Pour autant, cette fois-ci, à l'inverse des autres fois, je n'avais aucun remord. Peu m'importait, si, après ça, elle était internée dans un asile de fous ou encore une maison de retraite pour séniles avancés. Cette harpie l'avait amplement méritée. Je lui adressai mon plus beau sourire puis, après m'être mentalement réjouis de sa mine décomposée une dernière fois, et ce pour mon plus grand plaisir, je tournai les talons et me dirigeai vers la sortie, mes courses toujours en train de flotter derrière moi.

Au diable la règle numéro 2 sur la nécessité de cacher son identité, j'avais déjà donné suffisamment du mien pour aujourd'hui. Et puis, une personne, ce n'était pas la mer à boire. Personne ne le saurait jamais. Par contre je te prévenais Déesse, le prochain qui venait me chercher des noises ne s'en sortirai pas d'aussi bon compte. J'avais mes limites et elles avaient déjà amplement franchies pour le reste de la journée. Voir même de la semaine.

Je sortis de l'échoppe un sourire triomphant sur les lèvres et ce coup-ci, le vent qui vint me chatouiller le visage me provoqua une réelle satisfaction. Néanmoins ce sentiment ne fut que de courte durée et ma mauvaise humeur ne tarda pas à repointer le bout de son nez, son aura agissant comme une douche froide. Et merde. Voilà ce qui se passait quand on pensait être la plus maligne.

Je balayai l'horizon à sa recherche et la localisai dans la voiture. Evidemment. Elle était assise sur le siège conducteur, ses mains pianotant élégamment le long du volant. Et vu la manière dont elle me regardait à travers le pare-brise, mon petit tour ne lui avait pas échappé. Bon, en même temps, il fallait dire que mes courses étaient encore en train de flotter dans les airs derrière moi. Ça allait être compliqué de tout nier en bloc.
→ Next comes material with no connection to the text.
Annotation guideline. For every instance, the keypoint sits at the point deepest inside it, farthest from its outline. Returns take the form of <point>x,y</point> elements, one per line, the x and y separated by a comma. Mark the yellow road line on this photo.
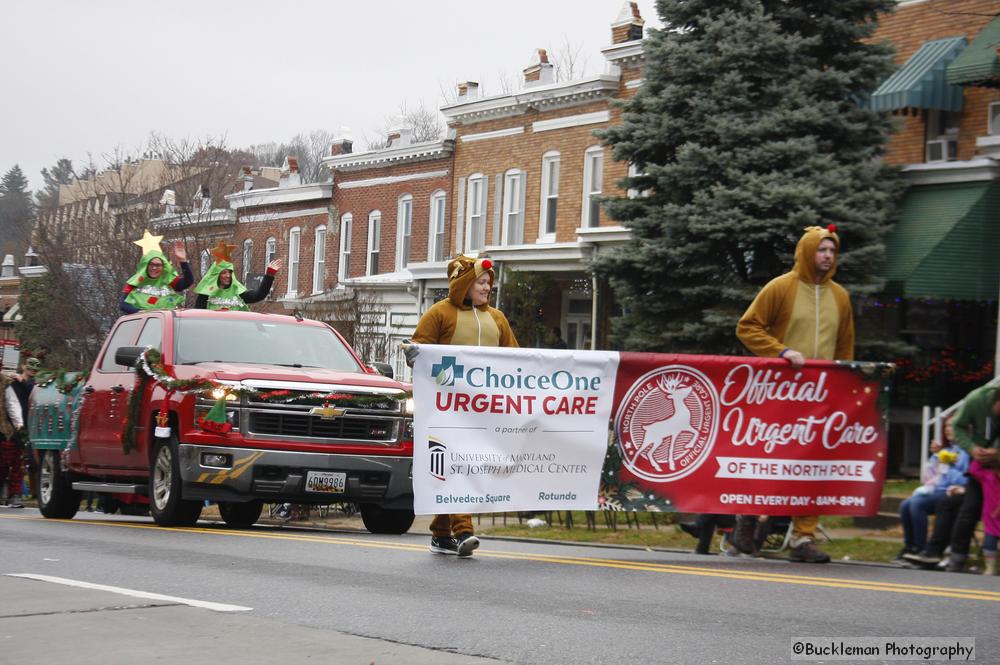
<point>618,564</point>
Je laissais un soupir s'échapper librement de mes lèvres. Pourquoi est-ce qu'il fallait toujours qu'elle me surprenne quand je bafouais ses maudites règles ? A croire qu'elle passait ses journées à m'espionner, juste pour avoir le malin plaisir d'intervenir au moindre de mes faux pas. Cette journée s'annonçait définitivement encore plus atroce que la plus atroce de toutes les journées de l'année.
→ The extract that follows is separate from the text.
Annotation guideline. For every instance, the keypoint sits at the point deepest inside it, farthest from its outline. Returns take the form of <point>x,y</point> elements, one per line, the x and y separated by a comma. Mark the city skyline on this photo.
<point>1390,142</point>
Sans rien changer à la situation dans laquelle j'étais, puisque de toute façon, il était déjà trop tard et qu'il n'y avait pas un rat dehors, autre que nous, je m'avançais d'un pas résolu vers le 4x4. Arrivée à côté, j'ordonnai du doigt aux produits de se ranger dans le coffre, tout en entrant dans l'habitacle, mon paquet de céréales à la main. Etrangement, j'avais l'impression qu'il y faisait encore plus froid que dehors.

Je me laissais tomber silencieusement sur le siège passager, puis accrochais ma ceinture avant de me résoudre à me tourner finalement vers elle.
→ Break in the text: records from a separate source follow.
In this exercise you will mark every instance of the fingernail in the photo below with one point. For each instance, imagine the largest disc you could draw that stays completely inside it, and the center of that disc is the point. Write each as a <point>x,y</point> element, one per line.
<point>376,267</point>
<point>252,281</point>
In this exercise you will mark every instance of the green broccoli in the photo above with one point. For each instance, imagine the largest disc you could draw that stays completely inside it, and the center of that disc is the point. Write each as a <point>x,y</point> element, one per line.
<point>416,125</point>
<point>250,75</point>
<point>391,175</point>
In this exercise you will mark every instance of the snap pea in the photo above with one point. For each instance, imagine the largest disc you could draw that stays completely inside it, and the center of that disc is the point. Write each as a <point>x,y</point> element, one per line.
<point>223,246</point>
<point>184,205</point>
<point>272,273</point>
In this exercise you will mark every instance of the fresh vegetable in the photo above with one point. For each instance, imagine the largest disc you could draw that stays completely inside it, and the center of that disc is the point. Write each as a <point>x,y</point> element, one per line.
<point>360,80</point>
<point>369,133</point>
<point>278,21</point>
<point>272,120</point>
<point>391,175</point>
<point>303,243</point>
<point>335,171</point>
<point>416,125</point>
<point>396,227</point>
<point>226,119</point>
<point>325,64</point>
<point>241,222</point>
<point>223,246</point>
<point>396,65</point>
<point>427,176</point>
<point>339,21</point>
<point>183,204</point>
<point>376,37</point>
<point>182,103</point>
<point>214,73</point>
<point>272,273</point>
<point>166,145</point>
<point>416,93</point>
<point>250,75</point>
- T'étais pas censé revenir fin décembre aux dernières nouvelles ?

- C'est ça que tu appelles « faire profil bas » ? Le froid t'aurait-il gelé suffisamment de neurones en moins de 10 minutes pour te rendre suicidaire au point d'en oublier la règle numéro 2 ? me demanda-t-elle d'un ton impérieux qui me fit frémir.

Comment pourrais-je l'oublier, elle me la faisait réciter avec ses 5 autres règles de survie tous les matins quand on était ensemble. Je pense qu'au bout de 16 ans, bientôt 17, je les avais plus qu'assimiler. Elles faisaient carrément partie de moi à ce stade. Sauf quand une enquiquineuse de grand-mère, pour ne pas dire un autre mot plus vulgaire, cherchait à se payer ma tête et me menaçait sans raison valable. Mais bon malheureusement, ça, ce n'était pas son problème, c'était le mien.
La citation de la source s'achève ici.